- Directed by: Sanjib Sabhapandit
- Screenplay by: Sanjib Sabhapandit
- Story by: Sanjib Sabhapandit
- Produced by: Utpal Kumar Das
- Starring: Victor Banerjee Bishnu Kharghoria Dibyajyoti Das Pranami Bora Kalpana Kalita
- Cinematography: Parashar Barua
- Edited by: Saurav Dutta
- Music by: Aniruddha Barua
- Production company: Canvascope
- Release date: 13 March 2014;
- Country: India
- Language: Assamese

= Jeeya Jurir Xubax =

Jeeya Jurir Xubax (The Pulsating Mindscape, lit. "Fragrance of an alive brook") is a 2014 Assamese language drama film written and directed by Sanjib Sabhapandit. It was produced by Utpal Kumar Das and features ensemble cast, including Victor Banerjee and Bishnu Kharghoria. The film was released at mobile cinema on 13 March 2014.

== Plot ==
In a remote riverside a plaque was accidentally discovered from a burial. It reveals that something had happened to this person at the hands of the British. The people assumed he was a freedom fighter, hence a martyr and proper recognition should be given to him. The government declared to erect a statue in honour of the great martyr as an attempt to gain political advantage. But there was no reference, not even a photograph which can form the basis of the statue. The children of the martyr's family try to figure out their ancestor's face by looking through the hereditary characteristics that are passed onto genetically. They examine the faces of different generations to discover similarity and commonality to create the 'probable' person. But gradually they realized that a real man is found not in his appearance but in his works, so they try to discover and evaluate his deeds.

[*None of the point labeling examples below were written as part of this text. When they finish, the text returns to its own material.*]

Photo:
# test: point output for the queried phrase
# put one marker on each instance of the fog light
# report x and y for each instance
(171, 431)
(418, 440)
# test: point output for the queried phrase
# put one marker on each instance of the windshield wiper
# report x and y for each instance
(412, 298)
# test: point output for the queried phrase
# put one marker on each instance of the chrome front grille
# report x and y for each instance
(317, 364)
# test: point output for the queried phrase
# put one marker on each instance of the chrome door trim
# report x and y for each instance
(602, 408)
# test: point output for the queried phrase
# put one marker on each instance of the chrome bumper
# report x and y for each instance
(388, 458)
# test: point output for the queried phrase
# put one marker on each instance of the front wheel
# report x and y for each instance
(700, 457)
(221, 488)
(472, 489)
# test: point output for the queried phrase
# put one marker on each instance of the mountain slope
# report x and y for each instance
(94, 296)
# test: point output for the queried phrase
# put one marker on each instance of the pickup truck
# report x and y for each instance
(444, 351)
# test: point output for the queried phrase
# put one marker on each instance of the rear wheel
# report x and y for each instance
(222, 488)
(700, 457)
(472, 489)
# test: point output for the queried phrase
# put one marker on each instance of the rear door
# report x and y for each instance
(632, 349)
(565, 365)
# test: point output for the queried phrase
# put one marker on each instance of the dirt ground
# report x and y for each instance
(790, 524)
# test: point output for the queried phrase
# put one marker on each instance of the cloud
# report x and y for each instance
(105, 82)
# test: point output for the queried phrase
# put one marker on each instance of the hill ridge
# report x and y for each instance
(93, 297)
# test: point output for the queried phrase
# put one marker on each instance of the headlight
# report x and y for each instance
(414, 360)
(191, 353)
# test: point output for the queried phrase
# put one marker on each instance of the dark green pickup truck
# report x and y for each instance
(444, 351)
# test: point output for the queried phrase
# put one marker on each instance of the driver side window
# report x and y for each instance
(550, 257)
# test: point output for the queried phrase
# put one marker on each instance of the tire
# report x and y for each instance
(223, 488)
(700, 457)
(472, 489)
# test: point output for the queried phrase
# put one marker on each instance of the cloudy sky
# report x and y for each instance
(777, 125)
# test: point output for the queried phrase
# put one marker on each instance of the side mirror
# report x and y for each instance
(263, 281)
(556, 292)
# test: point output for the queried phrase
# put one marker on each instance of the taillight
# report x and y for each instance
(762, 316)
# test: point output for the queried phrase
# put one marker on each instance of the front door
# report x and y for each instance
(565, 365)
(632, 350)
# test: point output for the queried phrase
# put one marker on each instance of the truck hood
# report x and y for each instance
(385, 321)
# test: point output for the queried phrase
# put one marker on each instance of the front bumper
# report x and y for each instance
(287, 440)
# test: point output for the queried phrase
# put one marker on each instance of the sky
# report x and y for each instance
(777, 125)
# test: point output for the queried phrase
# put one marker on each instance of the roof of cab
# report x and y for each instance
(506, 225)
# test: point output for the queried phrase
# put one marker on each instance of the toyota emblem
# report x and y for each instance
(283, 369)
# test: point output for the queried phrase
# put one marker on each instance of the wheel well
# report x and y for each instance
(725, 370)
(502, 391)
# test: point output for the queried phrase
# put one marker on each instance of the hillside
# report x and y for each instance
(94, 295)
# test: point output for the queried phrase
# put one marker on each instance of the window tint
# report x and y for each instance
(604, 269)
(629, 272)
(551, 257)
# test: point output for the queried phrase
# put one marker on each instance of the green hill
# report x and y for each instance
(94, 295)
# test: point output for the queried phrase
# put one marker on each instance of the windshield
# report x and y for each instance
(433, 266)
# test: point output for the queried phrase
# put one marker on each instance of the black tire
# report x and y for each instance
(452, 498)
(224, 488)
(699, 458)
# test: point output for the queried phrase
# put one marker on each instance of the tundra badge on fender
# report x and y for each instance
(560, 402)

Meanwhile, the older people are busy in digging out orthodox caste matters, the youths are busy more in the celebration aspects and the government is busy in trying to score political issues. At last, the children thought that they have found the real man and give shape to their understanding in the form of a play, through which people get a look into the past of a person, of the village, of the times.

== Cast ==

- Victor Banerjee as Dhon
- Bishnu Kharghoria as Kon
- Pranami Bora
- Kalpana Kalita
- Dibyajyoti Das
- Indra Bania
- Pranjal Saikia
- Anup Hazarika
- Angoorlata

- Atul Pachoni
- Himangshu Das
- Ashimkrishna Barua
- Rajiv Kro
- Biren Hazarika
- Jyoti Narayan Nath
- Sagarika
- Aaswash Mahanta
- Arunav

== Release ==
Jeeya Jurir Xubax was premiered and released on 13 March 2014 at DiGi Films, a mobile cinema theater by NK Productions. At that time the venue of screening was the playground of Gopal Boro Higher Secondary School in Ganeshguri, Guwahati.

== Production ==
Sanjib Sabhapandit, who earlier won Best Film Award on Environment Conservation/Preservation in 51st National Film Awards for Juye Poora Xoon, has directed the film. In an interview with The Hindu, he reveals the idea behind the film. Assam’s contribution to the Indian freedom movement is usually ignored, deliberately sidelined, which influenced him to make this film.